We devoured apocalypse stories. Even kids’ movies painted the future as a devolution of the earth and humankind—look at Wall-E. It was pretty clear that no matter how great new tech was, someone (probably the US government) would use it to subjugate others. At the very least, our muscles would atrophy in front of huge TVs.
We were contemplating the zombie apocalypse while we chewed over evidence for climate change that was becoming incontrovertible, watched our nation tumble into debt, and kept hearing about how the bees were dying. We grew up in front of big-screen TVs that blared the end of the world 24/7. We didn’t want fiction about an optimistic future—we were pretty sure we wouldn’t get one. Hell, we weren’t sure we’d get a future at all.
The aught years and the early twenty-teens weren’t the first time speculative fiction (which, I’d argue, is a larger genre that contains scifi) has been pessimistic. We’ve seen that before with 1984 and the like. But those are the years I know, the years I spent devouring any book about AI that I could.
In the last decade, though, something changed. Scifi of the present is cautiously optimistic. See Ramez Naam’s Nexus trilogy. Is there war and terrorism, misuse of the nexus technology that allows brain-to-brain contact? Absolutely. We lose a few of our heroes along the way, and we’re forced to confront several ethical dilemmas. But Naam, in the end, gives us hope—monks meditating with Nexus-linked brains, children learning at breakneck pace, a world that can we so much brighter if we don’t allow those who would use technology to subjugate to win.

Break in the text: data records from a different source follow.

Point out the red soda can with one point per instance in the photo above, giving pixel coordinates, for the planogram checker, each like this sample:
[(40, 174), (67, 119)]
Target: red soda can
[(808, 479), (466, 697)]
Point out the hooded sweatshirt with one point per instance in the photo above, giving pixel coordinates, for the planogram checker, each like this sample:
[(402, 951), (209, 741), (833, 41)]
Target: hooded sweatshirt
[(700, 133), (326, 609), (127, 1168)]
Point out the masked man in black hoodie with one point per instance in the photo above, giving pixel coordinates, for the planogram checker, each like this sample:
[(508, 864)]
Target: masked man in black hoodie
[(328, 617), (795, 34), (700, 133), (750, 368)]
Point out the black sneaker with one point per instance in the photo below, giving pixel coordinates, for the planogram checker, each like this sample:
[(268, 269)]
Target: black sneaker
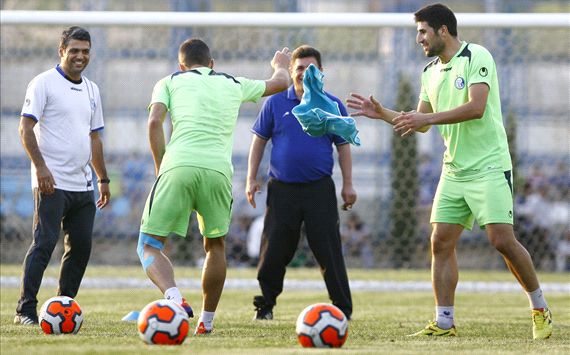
[(263, 311), (26, 319)]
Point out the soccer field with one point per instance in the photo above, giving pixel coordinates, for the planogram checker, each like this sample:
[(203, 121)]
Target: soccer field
[(488, 322)]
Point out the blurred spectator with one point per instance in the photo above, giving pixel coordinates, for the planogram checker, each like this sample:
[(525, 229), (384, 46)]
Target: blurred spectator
[(357, 241)]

And the masterpiece that was Mad Max: Fury Road showed us that even post-apocalypse, even in a beautifully sunny dystopia where there seems to be no hope left, there will always be those of us who rise and rebel.
The science fiction of today feels more realistic than The Matrix and less shiny and unreal than Tomorrowland. It tells us that whatever we create can and will be used for evil. But, it tells us, that evil can be beat. For every NSA, there will be an Edward Snowden. And the Snowdens of the world can win.
Part of this, I think, is because science fiction had become aware of itself as a genre. Post-modernism has made damn near everything meta, anyway. But when science fiction is aware of itself, it knows that it’s teaching us how to handle advances in tech and changes to the definition of big concepts like life and humanity. And instead of simply warning us, it’s telling us that we have choices—to stay stuck in the past, to use our inventions for evil, or to move forward as best we can without hurting each other.
In short, current scifi does something that I’ve never seen before—it doesn’t treat the apocalypse as a foregone conclusion. It tells us that we get to pick between Tomorrowland and the Matrix.
Science fiction has stopped being a passive commentary or a dire warning. Now, it’s trying to shape the future by showing us that we always have a choice.
Does this self-awareness mean something about us? Does it mean that humans have matured, that we’re getting closer to seeing ourselves and our trials, failures, and moments of success from the outside?
I don’t know. Maybe it’s arrogant to assume anything of the kind. But I know this: scifi gives me hope.
eve tafWhether it promises zombie apocalypses or glittering cities on Mars, it is our North Star, the beacon we follow into the murk of what is to come.
For now, it seems to be leading resolutely into a future that won’t be free of strife, of misuse of breath-taking inventions, of suffering—but a future that can be brilliant, even if we have to fight tooth and nail for it.